Overall: 8/10. OpenTag is currently the most complete and elegant open-source Slack Agent implementation. It's not an academic demo — it has real multi-platform support, Generative UI, human-in-the-loop approval, and MCP tool integration. If you need an AI agent that actually works inside Slack, OpenTag is the best open-source starting point.

Limitations and Risks

  1. npm packages not ready: @copilotkit/bot-telegram, -whatsapp, and -store-redis aren't published to npm yet; must run from the CopilotKit monorepo for now.
  2. CopilotKit ecosystem dependency: OpenTag is deeply coupled to CopilotKit's SDK and AG-UI protocol.

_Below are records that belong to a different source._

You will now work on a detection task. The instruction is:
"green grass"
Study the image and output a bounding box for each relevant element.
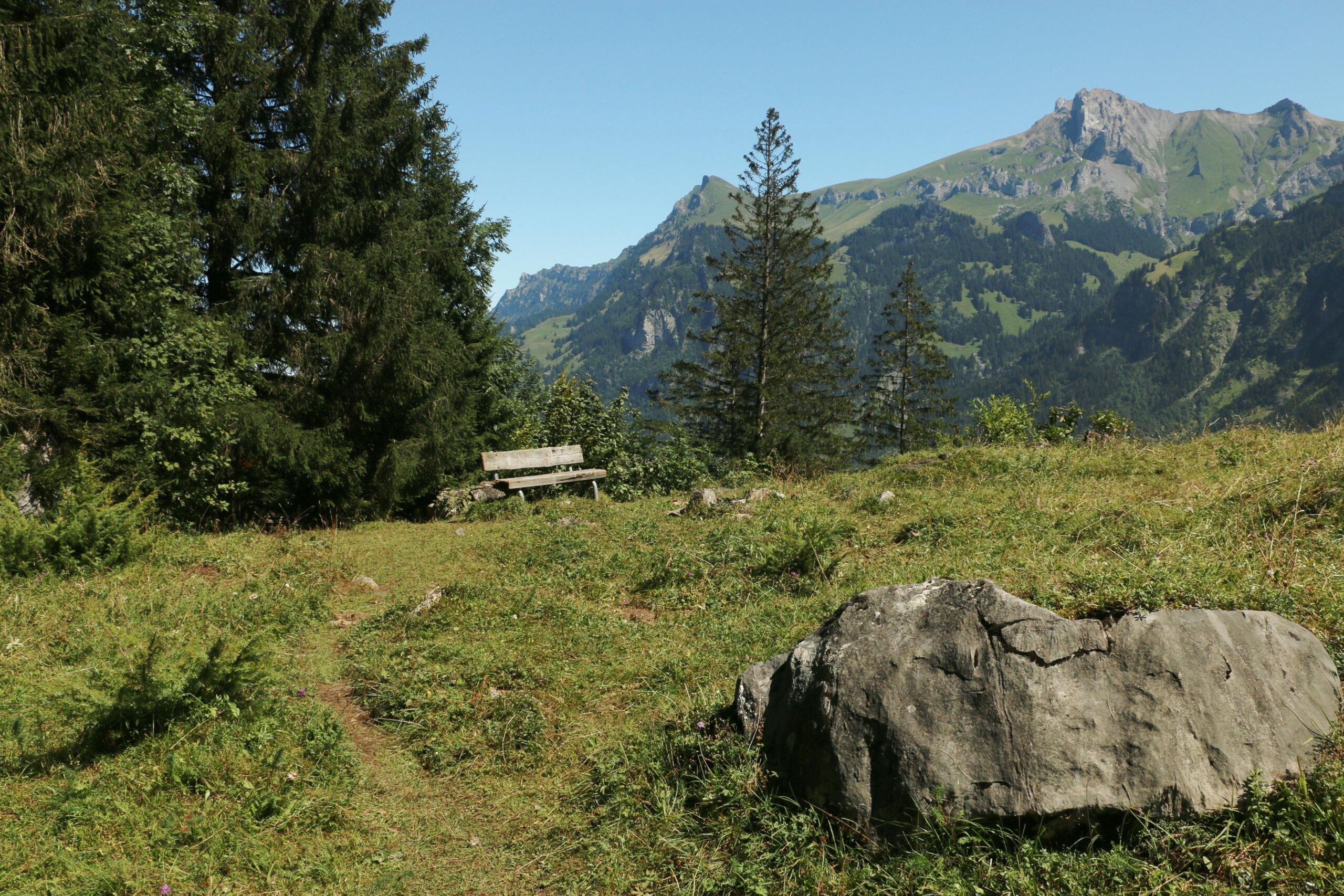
[949,286,1058,335]
[1065,239,1157,279]
[938,340,980,357]
[8,427,1344,896]
[523,314,574,370]
[1145,248,1199,283]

If CopilotKit pivots or sunsets, migration costs are high.
  3. No persistence by default: Uses in-memory storage by default; approval state is lost on restart. Requires additional Redis configuration.
  4. Slack limitations: Slack's Block Kit has constraints on rich text rendering; complex UI may be truncated.

Conclusion

OpenTag is an important piece of the CopilotKit ecosystem puzzle. It proves that a production-grade Slack Agent doesn't need Python, LangGraph, or a microservice architecture — a few dozen lines of TypeScript is enough.

Its real value isn't in the code itself (there's very little of it), but in the architectural patterns it demonstrates:

  1. Multi-platform adapter pattern: one set of business logic, multiple platform adapters, auto-activated by secret presence
  2. AG-UI protocol decoupling: Bot and Agent communicate via a standard protocol, independently deployable and extensible
  3. MCP tool integration: Linear and Notion connected via MCP, tool discovery and invocation fully standardized
  4. Human-in-the-loop approval: write operations must pass human confirmation — this is the safety baseline for production agents

Our recommendation: if you need to deploy an AI agent in Slack/Discord, start directly from OpenTag. Copy the app/ directory, modify the system prompt in runtime.ts, wire up your own MCP tools — within 30 minutes you'll have a multi-platform agent running on your own infrastructure.